Wendy Kopp: I make a French press of strong coffee.

TG: What gives you energy?
WK: My family and my work.

TG: What’s your secret life hack?
WK: I get up bright and early so I can have time and space before my kids are awake and before people think I’m on email. I do work projects that need reflection, prep for my day and go on a run to clear my head. Those hours are priceless for enabling me to be proactive and centered.

TG: Name a book that changed your life.
WK: Reinventing Organizations by Fred Laloux has had a deep influence on my thinking and approach. It’s helped me along on the journey of unleashing the leadership of everyone in our organization and network.

TG: Tell us about your relationship with your phone. Does it sleep with you?
WK: It provides constant company throughout the workday, but for my sanity I separate myself from everything but messages and calls with family on evenings and weekends.

TG: How do you deal with email?
WK: I try to begin the day with an empty inbox, filing away anything that needs longer reads or responses to be done in due course.

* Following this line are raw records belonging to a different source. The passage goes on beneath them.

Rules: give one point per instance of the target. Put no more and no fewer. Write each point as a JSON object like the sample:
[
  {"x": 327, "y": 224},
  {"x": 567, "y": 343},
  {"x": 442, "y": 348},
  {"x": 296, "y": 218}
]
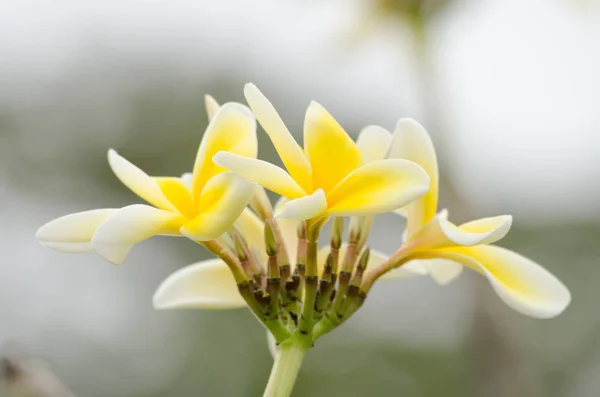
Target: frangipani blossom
[
  {"x": 443, "y": 248},
  {"x": 329, "y": 177},
  {"x": 209, "y": 284},
  {"x": 201, "y": 205}
]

TG: You unexpectedly find 15 minutes in your day, what do you do with it?
WK: Check in with my kids or get through email.

TG: When was the last time you felt burned out and why?
WK: By the time my summer vacation rolls around in August, I’m exhausted and ready for a real break! But I feel so privileged to do energizing work alongside incredible people who keep me going.

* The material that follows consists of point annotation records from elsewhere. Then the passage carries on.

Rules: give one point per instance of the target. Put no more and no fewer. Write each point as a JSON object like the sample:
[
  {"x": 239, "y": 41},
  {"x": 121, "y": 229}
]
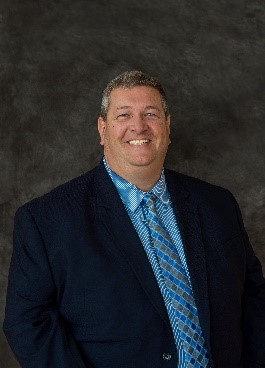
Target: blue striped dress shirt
[{"x": 131, "y": 197}]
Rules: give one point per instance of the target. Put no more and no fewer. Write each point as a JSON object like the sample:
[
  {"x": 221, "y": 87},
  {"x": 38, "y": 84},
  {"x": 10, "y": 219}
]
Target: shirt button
[{"x": 166, "y": 356}]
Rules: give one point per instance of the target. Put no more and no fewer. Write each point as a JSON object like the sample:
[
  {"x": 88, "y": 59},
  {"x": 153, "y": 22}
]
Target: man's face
[{"x": 136, "y": 131}]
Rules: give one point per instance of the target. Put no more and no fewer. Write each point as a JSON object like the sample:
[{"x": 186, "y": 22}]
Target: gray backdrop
[{"x": 56, "y": 57}]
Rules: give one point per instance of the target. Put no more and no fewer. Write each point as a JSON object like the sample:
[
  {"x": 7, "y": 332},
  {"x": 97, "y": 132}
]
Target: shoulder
[
  {"x": 201, "y": 190},
  {"x": 75, "y": 193}
]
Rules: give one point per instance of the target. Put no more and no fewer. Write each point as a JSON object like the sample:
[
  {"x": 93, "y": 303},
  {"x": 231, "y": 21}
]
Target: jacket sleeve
[
  {"x": 253, "y": 306},
  {"x": 34, "y": 328}
]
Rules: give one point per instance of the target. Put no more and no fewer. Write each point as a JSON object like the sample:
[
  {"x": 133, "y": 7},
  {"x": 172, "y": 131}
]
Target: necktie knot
[{"x": 149, "y": 201}]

TG: When was the last time you felt you failed and how did you overcome it?
WK: I fail every day – in a meeting here, a relationship there. I embrace this as long game and hold onto the thought that all that matters is that we reach the destination in the end.

TG: Share a quote that you love and that gives you strength or peace.
WK: This quote from Teddy Roosevelt has kept me going over the years: “It is not the critic who counts; not the man who points out how the strong man stumbles, or where the doer of deeds could have done them better. The credit belongs to the man who is actually in the arena, whose face is marred by dust and sweat and blood; who strives valiantly; who errs, who comes short again and again, because there is no effort without error and shortcoming; but who does actually strive to do the deeds; who knows great enthusiasms, the great devotions; who spends himself in a worthy cause; who at the best knows in the end the triumph of high achievement, and who at the worst, if he fails, at least fails while daring greatly, so that his place shall never be with those cold and timid souls who neither know victory nor defeat.”

Wendy Kopp is CEO and Co-founder of Teach For All, a global network of independent organizations that are cultivating their nations’ promising future leaders to ensure their most marginalized children have the chance to fulfill their true potential.